“龙雄驿道”
——壮美的人文风景线
作者:刘弼德
皓月照耀古驿道,溪水潺潺枝叶飘。行客匆匆过此地,岁月苍桑不变调。
龙南至广东南雄,有一条闻名遐尔的古驿道,它从县城开始,穿越桃江的赤珠垇、洒源、木马岭、大塘头、深坑公、牛轭山、直至全南桑山、园岭、陂头,再通往广东南雄,人们把它称作“龙雄驿道。”这条驿道,盘亘于崇山峻岭之中,环绕于村村寨寨,犹如一条暗河。它蜿蜒曲折,穿越苍茫岁月,每一块石板都镌刻着历史的痕迹,仿佛在低语往昔的辉煌与沧桑。
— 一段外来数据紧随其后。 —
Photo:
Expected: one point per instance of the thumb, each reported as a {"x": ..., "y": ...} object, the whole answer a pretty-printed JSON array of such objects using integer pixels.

驿道上有着许许多多的传奇故事……
驿道,也被称为古驿道,它是是古代中国设置驿站的通途大道,是古代陆地交通的主通道。它不仅是中国古代陆地交通的重要咽喉要道,同时也是重要的军事设施之一,主要用于转输军用粮草物资、传递军令军情。驿道在功能上类似于今天的国道、省道、县道,对文化交流,商业流通起着尤为重要的作用。
相传,“龙雄驿道”起初是一条默默无闻的山间小道,只有当地的村民才会走过,沿途的山水美景让人心旷神怡。但随着时间的推移,它变得愈发繁忙,成为连接各地的重要通道。沿途的驿站是人们的休息之所,也是传递信息的重要场所。
大塘头是桃江境内海拨高度最高的一个自然村组,这里有一驿站,人们把此驿站称作“茶摊。”据说此茶摊是父传子业,位于大塘头叫洞尾的地方。茶摊内,几张古朴的八仙桌,每张八仙桌摆放着配套的条凳,简单而雅致。桌子上面摆放着各式名样的茶具,有青花瓷的茶壶,有紫砂壶的茶杯,还有竹制的茶盘,每一件物品都透露出主人的用心和品味。茶摊的柜子里摆放着多味花生、四仁饼、瓜子、各种糕点,看上去让人垂涎三尺。旁边是一个小巧的木炭炉,炉上烧着一壶开水,水汽袅袅上升,带着一股淡淡的茶香。茶摊的主人叫曾传香,是一位慈祥的老爷爷,他穿着传统的服饰,手法娴熟地泡着一壶壶香茗,每一个动作都显得那么从容和优雅。开茶摊时间长了,过往的行人有很多是回头客,对主人曾传香的待客之道赞美不绝,因此,给他取了个既美又有诗情画意的外号“香头,”那茶摊也命名为“香头茶摊”。
香头茶摊,成为了一个临时的休息站。在这里,人们可以放下匆忙的脚步,享受片刻的宁静。肩上的重担似乎在这一刻变得轻盈,心中的烦恼也似乎随着袅袅升起的茶香消散。香头茶摊,不仅仅是一个卖茶的地方,它更是人们交流、放松的场所。在这里,时间仿佛变得缓慢,每一杯茶都承载着不同的故事和心情。
行客们在茶摊不仅是为了喝茶休息,更重要的是为了等人。因为在此休息后,前往全南、南雄的行客,马上要从深坑公通过,这里是劫匪经常出没的地方,行客们在茶摊等候,为了安全起见,等到有一大伙人再出发。
驿道通过深坑公,树木高耸在空中,枝繁叶茂不见日,一座拱桥连西东。
深坑公,顾名思义是一条很深的坑公,不错,在“龙雄驿道”上,龙南与全南交界处有一条非常深的小溪,客家人称“坑公”,这里东西两面都是陡礕,溪水从北往南流。从东边下到坑底,有一道独一无二的踏步风景,那就是72塅(72步台阶)。到了坑底,一座长达6米的石拱桥连接东西。这座石拱桥,古老而庄重,有着历史的厚重感,更有着历史文化底蕴。它用麻条石精筑而成,以优美的弧线横跨溪流,巧妙地连接两岸,成为了驿道上的一道亮丽风景线。从石拱桥走过,人们可以领略到古代文人墨客的诗意和情怀。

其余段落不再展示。